There is still no news about why mistletoe disappeared this last year in our area. No one really noticed it missing until late in summer. The absence of mistletoe became more apparent as deciduous trees that had been infested with it last year defoliated in autumn. What is even more strange is that the dead mistletoe plants deteriorated so quickly and efficiently that they are completely absent, as if something ate all the mistletoe, or took it away. The only evidence of former infestation in some trees are the swollen portions of stems where mistletoe had been attached. An article about this mysterious absence of mistletoe can be found here; https://tonytomeo.wordpress.com/2017/09/24/where-has-all-the-mistletoe-gone/ .

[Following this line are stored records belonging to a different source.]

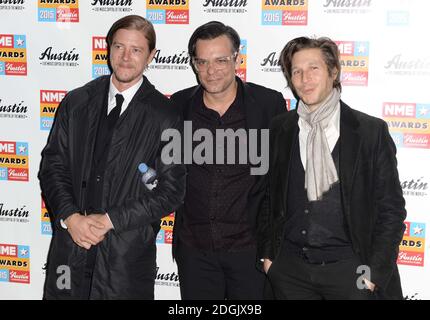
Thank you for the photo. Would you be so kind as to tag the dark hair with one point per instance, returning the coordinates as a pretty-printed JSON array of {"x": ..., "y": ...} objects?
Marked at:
[
  {"x": 133, "y": 22},
  {"x": 329, "y": 50},
  {"x": 212, "y": 30}
]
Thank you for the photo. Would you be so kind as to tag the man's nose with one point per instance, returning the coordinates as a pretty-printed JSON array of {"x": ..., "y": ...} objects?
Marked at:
[
  {"x": 307, "y": 76},
  {"x": 126, "y": 54},
  {"x": 211, "y": 67}
]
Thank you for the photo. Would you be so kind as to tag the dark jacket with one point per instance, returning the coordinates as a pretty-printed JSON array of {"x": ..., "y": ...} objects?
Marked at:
[
  {"x": 126, "y": 257},
  {"x": 261, "y": 105},
  {"x": 372, "y": 198}
]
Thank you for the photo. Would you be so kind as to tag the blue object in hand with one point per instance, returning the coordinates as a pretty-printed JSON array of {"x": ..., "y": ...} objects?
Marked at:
[{"x": 149, "y": 176}]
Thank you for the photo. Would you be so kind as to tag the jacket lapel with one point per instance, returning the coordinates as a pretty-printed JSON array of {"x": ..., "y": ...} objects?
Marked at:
[
  {"x": 253, "y": 113},
  {"x": 350, "y": 144},
  {"x": 283, "y": 154}
]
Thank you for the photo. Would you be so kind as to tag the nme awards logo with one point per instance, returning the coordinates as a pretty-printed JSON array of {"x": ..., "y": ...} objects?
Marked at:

Someone who harvests mistletoe from local trees, both to eradicate it from a few trees, and also to sell it in local markets, made an interesting observation about the absence of mistletoe just within the past few day. He found that some mistletoe survives, but only in the upper extremities of tall trees. Most of the trees are locust trees, perhaps because they happen to be taller than most of the other trees that had been infested. One infested tree is a black walnut. The viable mistletoe plants are somewhat young and small. Larger plants or colonies that were as high as the smaller surviving plants are gone. Specie of mistletoe that infest coast live oak and some conifers have not been observed.

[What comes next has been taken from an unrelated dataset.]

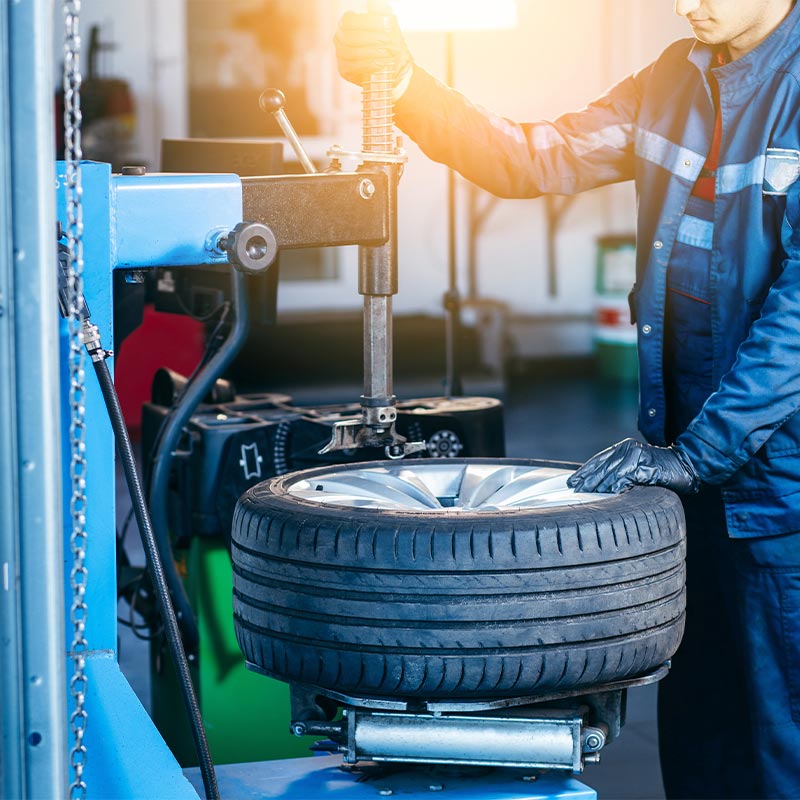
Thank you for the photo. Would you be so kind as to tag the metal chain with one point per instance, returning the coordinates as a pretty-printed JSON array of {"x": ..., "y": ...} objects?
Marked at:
[{"x": 77, "y": 392}]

There are several variables that could account for the survival of relatively small mistletoe plants high in the canopies of host trees. Some pathogens that could affect mistletoe might proliferate in congested growth that limits air circulation, but not where air circulates efficiently through sparse and exposed growth higher up. Some pathogens that proliferate in cool and damp situations are inhibited by drier and sunnier situations. Some pathogens are more likely to infect hosts that are closer to the ground. If rodents are taking mistletoe vegetation, they prefer the shelter of more congested lower growth, and avoid the vulnerability of more exposed higher growth.